Cities, Tort Lawyers Clash Over Municipal Immunity

Supreme Court left to decide meaning of legislative silence

By: Thomas B. Scheffey
Connecticut Law Tribune December 9, 2002

Two powerful adversaries thundered before the state Supreme Court Dec. 4---debating the meaning of silence.

Attorneys for Connecticut cities and lawyers who represent tort plaintiffs have diametrically opposing views on whether a 1987 law creates a right to directly sue municipalities for negligence. Trumbull advocate Arthur C. Laske III, representing the City of Bridgeport, showcased 142 pages of legislative debate. The fact that they never referenced a change from common law immunity, he said, was evidence law makers never contemplated direct suits against towns and cities for passing the act that became C.G.S. § 52-557n.

But Karen E. Souza, representing a child injured due to an uncapped fire hydrant, contended that the state’s language is clear on its face when it states “ [A] political subdivison of the state shall be liable for damages to person or property caused by…[t]he negligent acts or omissions of such political subdivision or any employee, officer or agent thereof acting within the scope of his employment or official duties…”

Souza, in the New Haven law firm of Alan E. Silver, cited a handful of Superior Court decisions that held this language permits direct negligence actions against cities and towns. She argued that the lawmakers’ silence over the decade since these decisions began is evidence they liked the way courts were interpreting the act.
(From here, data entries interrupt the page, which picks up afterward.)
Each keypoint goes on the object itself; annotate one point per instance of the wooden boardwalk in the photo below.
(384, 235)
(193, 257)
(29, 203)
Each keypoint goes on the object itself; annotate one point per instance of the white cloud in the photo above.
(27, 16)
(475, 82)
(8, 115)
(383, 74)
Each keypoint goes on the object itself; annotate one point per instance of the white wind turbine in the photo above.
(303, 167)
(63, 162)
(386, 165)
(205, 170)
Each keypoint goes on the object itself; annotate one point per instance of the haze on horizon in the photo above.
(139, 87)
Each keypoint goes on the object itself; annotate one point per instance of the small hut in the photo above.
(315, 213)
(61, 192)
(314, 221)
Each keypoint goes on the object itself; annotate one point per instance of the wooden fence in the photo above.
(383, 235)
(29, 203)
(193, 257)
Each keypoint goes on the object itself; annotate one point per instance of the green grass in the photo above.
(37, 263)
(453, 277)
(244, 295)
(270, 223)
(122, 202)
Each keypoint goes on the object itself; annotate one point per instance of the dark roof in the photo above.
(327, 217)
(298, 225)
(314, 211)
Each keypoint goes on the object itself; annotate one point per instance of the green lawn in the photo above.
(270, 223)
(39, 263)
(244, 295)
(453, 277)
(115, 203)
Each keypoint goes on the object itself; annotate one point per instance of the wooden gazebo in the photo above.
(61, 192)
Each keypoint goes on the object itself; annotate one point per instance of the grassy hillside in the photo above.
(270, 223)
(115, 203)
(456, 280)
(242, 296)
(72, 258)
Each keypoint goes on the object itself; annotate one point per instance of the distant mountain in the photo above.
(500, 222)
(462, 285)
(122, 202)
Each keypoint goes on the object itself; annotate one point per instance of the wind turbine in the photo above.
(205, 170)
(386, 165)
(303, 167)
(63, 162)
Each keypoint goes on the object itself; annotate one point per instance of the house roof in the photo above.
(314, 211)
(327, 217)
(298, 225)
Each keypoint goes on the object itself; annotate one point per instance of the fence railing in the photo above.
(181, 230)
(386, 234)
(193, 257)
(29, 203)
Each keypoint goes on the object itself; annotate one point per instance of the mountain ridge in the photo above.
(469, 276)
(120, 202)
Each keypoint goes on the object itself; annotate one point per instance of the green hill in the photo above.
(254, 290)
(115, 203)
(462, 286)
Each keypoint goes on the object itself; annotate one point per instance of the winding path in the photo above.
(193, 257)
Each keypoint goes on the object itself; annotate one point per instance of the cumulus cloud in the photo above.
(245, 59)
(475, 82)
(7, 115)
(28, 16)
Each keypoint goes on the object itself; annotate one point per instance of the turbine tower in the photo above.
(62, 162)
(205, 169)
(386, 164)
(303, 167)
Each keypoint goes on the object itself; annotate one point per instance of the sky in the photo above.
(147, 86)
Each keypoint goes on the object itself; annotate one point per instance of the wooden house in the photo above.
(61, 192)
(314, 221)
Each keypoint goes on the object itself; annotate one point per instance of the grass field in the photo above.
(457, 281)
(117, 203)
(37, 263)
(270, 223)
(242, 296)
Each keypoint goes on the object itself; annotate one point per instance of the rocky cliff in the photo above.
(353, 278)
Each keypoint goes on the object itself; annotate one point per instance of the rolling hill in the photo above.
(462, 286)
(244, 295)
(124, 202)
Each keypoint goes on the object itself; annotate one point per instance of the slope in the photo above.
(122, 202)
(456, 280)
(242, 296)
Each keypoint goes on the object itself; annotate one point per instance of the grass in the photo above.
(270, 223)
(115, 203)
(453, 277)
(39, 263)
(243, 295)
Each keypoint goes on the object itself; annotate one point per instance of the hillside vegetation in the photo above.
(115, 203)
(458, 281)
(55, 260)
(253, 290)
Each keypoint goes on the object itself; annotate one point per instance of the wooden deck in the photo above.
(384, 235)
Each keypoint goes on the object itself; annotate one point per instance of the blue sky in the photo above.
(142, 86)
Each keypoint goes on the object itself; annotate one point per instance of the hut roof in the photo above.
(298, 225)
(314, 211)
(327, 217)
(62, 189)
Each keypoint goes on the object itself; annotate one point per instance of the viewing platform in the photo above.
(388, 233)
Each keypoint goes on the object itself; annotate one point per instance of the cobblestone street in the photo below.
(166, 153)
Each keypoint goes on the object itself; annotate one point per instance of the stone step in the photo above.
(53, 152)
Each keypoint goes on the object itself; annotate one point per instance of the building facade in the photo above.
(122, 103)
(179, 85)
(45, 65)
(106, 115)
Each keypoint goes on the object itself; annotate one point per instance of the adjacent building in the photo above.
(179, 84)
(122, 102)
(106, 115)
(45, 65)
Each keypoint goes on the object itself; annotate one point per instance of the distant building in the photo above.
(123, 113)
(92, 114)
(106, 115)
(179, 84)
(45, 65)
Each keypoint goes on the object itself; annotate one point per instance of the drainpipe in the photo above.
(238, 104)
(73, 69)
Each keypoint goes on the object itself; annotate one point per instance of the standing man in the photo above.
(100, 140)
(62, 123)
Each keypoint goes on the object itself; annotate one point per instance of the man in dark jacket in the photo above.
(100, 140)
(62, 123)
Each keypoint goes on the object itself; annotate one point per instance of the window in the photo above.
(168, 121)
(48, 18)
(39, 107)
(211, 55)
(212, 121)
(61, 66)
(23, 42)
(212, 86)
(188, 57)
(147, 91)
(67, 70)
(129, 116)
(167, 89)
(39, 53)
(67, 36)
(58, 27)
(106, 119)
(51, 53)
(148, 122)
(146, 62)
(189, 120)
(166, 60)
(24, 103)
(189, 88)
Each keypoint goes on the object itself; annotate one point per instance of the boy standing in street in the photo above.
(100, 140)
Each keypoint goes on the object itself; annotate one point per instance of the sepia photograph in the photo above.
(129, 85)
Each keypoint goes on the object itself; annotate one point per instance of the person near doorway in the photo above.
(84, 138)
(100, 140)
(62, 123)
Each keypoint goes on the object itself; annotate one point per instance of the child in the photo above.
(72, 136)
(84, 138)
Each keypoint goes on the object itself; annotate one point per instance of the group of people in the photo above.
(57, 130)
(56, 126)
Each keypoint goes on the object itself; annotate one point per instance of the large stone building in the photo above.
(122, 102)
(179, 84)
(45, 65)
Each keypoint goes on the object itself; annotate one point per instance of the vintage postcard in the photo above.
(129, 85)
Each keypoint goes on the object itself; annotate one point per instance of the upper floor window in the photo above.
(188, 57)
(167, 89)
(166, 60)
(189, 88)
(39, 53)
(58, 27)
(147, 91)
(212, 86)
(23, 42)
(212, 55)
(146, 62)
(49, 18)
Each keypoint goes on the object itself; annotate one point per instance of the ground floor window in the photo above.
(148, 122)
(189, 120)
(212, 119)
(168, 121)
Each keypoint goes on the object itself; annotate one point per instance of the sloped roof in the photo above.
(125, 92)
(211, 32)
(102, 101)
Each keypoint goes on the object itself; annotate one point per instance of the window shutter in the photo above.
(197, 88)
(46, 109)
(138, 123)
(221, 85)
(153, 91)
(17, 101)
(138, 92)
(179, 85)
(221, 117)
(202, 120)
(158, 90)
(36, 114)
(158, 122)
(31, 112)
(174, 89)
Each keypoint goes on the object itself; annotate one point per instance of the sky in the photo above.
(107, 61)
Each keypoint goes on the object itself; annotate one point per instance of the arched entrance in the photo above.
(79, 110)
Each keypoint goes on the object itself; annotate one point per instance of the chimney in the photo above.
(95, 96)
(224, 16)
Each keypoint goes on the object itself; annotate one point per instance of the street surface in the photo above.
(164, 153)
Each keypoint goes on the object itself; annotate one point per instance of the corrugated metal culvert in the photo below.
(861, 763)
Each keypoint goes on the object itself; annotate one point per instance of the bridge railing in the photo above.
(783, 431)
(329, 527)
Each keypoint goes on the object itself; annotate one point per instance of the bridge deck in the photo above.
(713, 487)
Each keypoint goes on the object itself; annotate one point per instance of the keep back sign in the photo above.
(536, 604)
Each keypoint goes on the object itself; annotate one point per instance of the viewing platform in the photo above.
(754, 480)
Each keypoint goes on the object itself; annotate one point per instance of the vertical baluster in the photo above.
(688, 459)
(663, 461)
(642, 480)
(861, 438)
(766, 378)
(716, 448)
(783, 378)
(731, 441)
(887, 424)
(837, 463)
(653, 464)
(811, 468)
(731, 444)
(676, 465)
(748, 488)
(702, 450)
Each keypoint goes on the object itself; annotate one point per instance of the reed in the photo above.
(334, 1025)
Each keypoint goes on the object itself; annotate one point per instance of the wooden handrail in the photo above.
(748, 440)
Laske contended the statute was a mess from the start. He cited complaints from lawmakers and courts that they’ve always been unclear about the real meaning of C.G.S § 52-557n, passed in the confusion and stress of late night legislative debate. The contentious 1986 tort reform debate, Laske said, was silent on the topic of eliminating traditional municipal immunity.

But for one justice, at least, such silence cuts both ways. “How does the legislative history help you? How do you conclude that silence is on your side?” quizzed high court newcomer, Peter T. Zarella. Laske responded that, if the 1986 statute was intended to permit suits against cities without “naming a municipal actor” as an individual defendant or to create vicarious liability for negligent city employess, it would have sparked a huge debate.

The Connecticut Council of Municipalities and the Connecticut Trial Lawyers Association both would have spurred their allies in the legislature to champion their views, Laske maintained. Both of these groups, he noted, have filed friend-of-the—court briefs in the present case, Spears vs. Garcia.

In Laske’s analysis, a key phrase in the statute is the savings clause, “except as otherwise provided by law.” It requires courts to consider two other statutes that cover municipalities’ duty to indemnify city employees found negligent in the discharge of a non-discretionary duty. The municipal employees’ indemnification statute (C.G.S § 7-465) and the firefighters’ indemnifications statute (C.G.S. § 7-308) are meant to lighten the liability burden that cites shoulder, and must be read together with 52-557, Laske argued.

That’s exactly the opposite of what Connecticut plaintiffs’ lawyers want. In the amicus brief filed by the CTLA, Kathryn Caliby and Douglas W. Hammond, of Hartford’s RisCassi and Davis, argue that it would enhance “judicial economy” if plaintiff’s did not have to name specific municipal employees as defendants. It would also avoid cumbersome situations where a large number of employees have to be sued to place blame.

Zarella’s repeated questioning of Laske focused on whether ambiguity existed: “I’m trying to figure out what’s unclear about the statute.”

Laske contented that the appellate Court’s holding, that 52-557 allows a direct negligence case against a city, “creates a complete end run around what has always existed.” But Souza, arguing the plaintiff’s position, said the appellate court was right to avoid an analysis of the legislative history behind the statute since it is clear on its face.

Justice Joette Katz noted that suing a city without an individual defendant makes it harder for a plaintiff to trace the elements of negligence, “but there’s no prejudice to the defendant by the fact that you haven’t named a particular employee?”

Laske in rebuttal, noted that former Justice Robert I Berdon, in his dissent in the 1989 supreme court case of Williams v. New Haven, stated that 52-557 allows direct suits for negligence against cities. Laske also noted that the municipal immunity is an obsolete in the eyes of late tort scholar William H. Prosser and the American Law Institute model laws. “If change could come, might come, but let it come properly,” concluded Laske, not by court decision, but through legislature.